Epidemiological context: MZL accounts for approximately 7% of B-cell non-Hodgkin lymphomas; in the United States, approximately 7,460 new cases per year are estimated. This profile defines it as rare but clinically relevant: even an effective therapy for a fraction of these patients can have a significant public health impact.

Regulation and access: Breyanzi received Priority Review and Orphan Drug designation, regulatory measures highlighting therapeutic urgency and disease rarity. Clinical implementation will depend on structured access pathways, reimbursement arrangements, and the capacity of national centers to adopt cellular therapy programs with trained personnel.

Limitations of use: not indicated for primary central nervous system lymphoma (PCNSL) — a condition with different biology and management.

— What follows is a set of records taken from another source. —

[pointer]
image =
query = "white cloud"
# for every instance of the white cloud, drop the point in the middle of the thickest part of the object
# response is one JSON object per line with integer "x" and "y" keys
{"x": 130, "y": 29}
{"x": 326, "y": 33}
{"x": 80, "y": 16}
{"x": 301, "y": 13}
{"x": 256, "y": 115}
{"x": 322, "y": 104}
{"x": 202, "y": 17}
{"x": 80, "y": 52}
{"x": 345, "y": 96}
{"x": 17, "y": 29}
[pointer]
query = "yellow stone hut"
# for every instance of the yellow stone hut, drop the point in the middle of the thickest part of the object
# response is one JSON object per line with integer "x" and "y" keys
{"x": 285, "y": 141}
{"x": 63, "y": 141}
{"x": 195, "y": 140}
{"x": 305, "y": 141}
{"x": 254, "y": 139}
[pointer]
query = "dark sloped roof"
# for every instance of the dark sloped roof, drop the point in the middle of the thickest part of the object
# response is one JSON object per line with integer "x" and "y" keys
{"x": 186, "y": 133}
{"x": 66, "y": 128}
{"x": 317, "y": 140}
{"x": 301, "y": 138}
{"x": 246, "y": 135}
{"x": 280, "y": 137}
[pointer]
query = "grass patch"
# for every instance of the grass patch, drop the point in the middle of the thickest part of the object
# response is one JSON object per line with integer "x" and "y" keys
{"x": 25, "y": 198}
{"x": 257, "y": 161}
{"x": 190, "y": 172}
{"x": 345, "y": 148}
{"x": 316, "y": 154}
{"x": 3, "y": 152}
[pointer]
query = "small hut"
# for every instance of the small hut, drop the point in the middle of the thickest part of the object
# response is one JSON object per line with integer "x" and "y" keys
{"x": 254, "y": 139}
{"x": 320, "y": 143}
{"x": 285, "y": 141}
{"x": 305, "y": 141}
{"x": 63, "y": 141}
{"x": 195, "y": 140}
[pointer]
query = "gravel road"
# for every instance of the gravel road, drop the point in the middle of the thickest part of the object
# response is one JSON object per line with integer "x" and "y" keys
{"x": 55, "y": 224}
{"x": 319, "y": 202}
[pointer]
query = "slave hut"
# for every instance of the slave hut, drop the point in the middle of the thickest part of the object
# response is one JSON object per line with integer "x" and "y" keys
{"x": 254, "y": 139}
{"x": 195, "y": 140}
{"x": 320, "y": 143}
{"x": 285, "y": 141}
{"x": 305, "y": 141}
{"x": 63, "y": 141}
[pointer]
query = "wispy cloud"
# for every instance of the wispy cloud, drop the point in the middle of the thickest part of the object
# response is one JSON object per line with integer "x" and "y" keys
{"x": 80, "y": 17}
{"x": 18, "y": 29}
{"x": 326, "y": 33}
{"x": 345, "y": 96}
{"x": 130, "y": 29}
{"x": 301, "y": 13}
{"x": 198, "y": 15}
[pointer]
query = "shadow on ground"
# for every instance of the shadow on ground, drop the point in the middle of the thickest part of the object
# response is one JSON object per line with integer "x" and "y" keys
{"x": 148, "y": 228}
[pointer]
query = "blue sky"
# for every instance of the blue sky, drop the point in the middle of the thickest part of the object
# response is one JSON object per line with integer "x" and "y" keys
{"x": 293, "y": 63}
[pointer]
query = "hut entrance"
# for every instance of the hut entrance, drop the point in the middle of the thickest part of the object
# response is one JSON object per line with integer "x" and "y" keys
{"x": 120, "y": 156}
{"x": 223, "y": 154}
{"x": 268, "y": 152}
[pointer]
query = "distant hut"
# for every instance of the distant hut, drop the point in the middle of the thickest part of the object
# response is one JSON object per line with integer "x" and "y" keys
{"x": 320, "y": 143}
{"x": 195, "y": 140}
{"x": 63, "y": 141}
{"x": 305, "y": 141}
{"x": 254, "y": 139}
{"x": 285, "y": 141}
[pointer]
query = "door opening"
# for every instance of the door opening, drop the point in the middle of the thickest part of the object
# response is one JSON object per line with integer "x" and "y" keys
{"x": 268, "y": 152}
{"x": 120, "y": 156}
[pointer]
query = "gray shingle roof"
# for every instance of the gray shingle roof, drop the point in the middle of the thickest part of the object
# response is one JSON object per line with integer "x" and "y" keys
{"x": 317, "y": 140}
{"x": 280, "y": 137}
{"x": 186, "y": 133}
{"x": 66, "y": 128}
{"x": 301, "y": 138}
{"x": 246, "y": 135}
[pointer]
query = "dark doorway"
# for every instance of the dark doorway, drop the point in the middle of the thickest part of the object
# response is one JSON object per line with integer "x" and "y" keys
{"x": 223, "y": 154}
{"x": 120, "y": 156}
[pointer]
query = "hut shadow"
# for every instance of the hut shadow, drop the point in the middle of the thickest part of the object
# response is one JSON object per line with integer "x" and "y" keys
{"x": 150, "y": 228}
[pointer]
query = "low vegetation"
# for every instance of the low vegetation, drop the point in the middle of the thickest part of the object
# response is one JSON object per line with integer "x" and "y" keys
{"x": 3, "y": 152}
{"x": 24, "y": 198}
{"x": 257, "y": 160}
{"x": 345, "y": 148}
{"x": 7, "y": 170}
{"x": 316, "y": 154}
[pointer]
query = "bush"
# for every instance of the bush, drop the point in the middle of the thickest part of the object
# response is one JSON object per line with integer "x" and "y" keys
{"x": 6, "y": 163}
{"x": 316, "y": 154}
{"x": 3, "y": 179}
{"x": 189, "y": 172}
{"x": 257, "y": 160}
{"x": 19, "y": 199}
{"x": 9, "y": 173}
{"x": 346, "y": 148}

Summary interpretation (non-technical): Breyanzi introduces a targeted solution for patients with MZL who have exhausted alternatives. It is a complex intervention, not a traditional drug: combining biotechnology, logistics, clinical expertise, and careful risk management. Initial numbers are promising — high response rates and a substantial proportion of complete remissions — but the clinical community will await longer-term data and broader real-world observations before redefining the MZL treatment algorithm.

Glossary

  • CAR-T: cellular therapy that genetically modifies a patient’s T-cells to recognize tumor antigens and destroy malignant cells.
  • Leukapheresis: blood cell collection procedure used to obtain T-cells for manipulation.
  • Marginal zone lymphoma (MZL): indolent B-cell lymphoma subtype accounting for about 7% of B-cell non-Hodgkin lymphomas.
  • Complete response (CR): absence of radiological evidence of disease at assessment.
  • Cytokine release syndrome (CRS): systemic inflammatory response that may occur after cellular therapies, with variable severity.